Protests started two weeks ago to mark the 50 year anniversary since Indonesia held the ‘Act of Free Choice’ in 1969, when a hand-picked group of 1,022 West Papuans were forced to vote under threat of violence in support of integration with Indonesia, in violation of international law and their right to self-determination. West Papuans have long resisted Indonesian occupation, calling for there to be a proper UN supervised referendum on self-determination. Hundreds of thousands protested across Indonesia this week, shouting ‘Papua Merdeka’ (Free West Papua) and ‘Referendum! Yes!’.

In response, violent police and civilian militia actions have taken place against West Papuans in different parts of Indonesia, including mobs threatening indigenous Papuans, using racial slurs such as calling them monkeys. This has led to even larger protests around the country against racism, fuelling further protests about self-determination and Papuans carrying signs saying “I’m not a monkey”. Mr Yeimo was central in turning the racist slurs into a symbol of resistance.

The current, ongoing violent repression of West Papuan protesters is described by KNPB as the Indonesian security forces creating horizontal conflict to distract the international community from their legitimate claims to self-determination under international law.
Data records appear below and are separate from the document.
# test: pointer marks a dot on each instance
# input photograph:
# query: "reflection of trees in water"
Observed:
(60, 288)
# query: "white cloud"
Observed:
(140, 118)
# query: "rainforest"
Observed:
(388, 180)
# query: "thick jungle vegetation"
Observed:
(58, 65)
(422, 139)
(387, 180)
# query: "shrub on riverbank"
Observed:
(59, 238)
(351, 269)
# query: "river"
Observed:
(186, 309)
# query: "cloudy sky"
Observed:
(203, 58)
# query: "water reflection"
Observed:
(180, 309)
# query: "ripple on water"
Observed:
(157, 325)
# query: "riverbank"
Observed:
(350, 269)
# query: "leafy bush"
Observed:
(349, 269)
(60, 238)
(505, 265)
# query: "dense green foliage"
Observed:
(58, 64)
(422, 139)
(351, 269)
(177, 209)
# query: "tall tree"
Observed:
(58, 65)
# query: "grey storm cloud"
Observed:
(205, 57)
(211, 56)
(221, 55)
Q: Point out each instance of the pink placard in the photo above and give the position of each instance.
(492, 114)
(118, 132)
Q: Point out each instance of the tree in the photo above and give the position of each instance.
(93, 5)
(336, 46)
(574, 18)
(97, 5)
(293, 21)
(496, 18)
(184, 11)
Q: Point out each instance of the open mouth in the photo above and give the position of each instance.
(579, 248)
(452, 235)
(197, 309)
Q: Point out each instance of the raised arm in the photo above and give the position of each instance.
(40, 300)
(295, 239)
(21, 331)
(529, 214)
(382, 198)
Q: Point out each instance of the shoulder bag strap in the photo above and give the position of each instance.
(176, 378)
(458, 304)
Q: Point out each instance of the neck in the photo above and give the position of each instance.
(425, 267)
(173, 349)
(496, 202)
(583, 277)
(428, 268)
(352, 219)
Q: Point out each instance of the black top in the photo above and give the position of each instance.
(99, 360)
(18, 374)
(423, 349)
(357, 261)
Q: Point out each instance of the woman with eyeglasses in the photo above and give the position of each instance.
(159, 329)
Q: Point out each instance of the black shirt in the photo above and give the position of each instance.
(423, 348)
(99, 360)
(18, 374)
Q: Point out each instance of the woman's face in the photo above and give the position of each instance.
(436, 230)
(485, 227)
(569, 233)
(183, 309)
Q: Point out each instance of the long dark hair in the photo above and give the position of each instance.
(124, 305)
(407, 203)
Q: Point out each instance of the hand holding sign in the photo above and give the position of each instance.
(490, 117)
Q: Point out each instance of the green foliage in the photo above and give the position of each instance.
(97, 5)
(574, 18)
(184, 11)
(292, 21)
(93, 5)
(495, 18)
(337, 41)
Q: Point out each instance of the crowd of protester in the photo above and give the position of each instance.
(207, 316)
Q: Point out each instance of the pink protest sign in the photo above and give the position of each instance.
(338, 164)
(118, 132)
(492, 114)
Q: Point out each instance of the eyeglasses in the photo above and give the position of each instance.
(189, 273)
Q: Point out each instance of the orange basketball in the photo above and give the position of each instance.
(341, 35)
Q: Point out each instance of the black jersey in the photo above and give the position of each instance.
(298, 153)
Veronica Koman said: “Right-to-self-determination protests have swept West Papua. Indonesia responded with six thousand new security forces and a ban on demonstrations. Twenty years ago Indonesian troops stood by while militia rampaged against self-determination in East Timor. Alarmingly militia are once again emerging to counter legitimate protests. While the world condemns police brutality in Hong Kong,  a deadly crackdown is underway in West Papua, free from international scrutiny.”

Jennifer Robinson said: “The situation on the ground in West Papua can only be described as a human rights emergency. Mr Yeimo and others involved in the protest movement face arbitrary arrest and detention, extrajudicial killings and violence for exercising their right to freedom of speech and association. West Papua requires the urgent attention of U.N. Special Mechanisms”.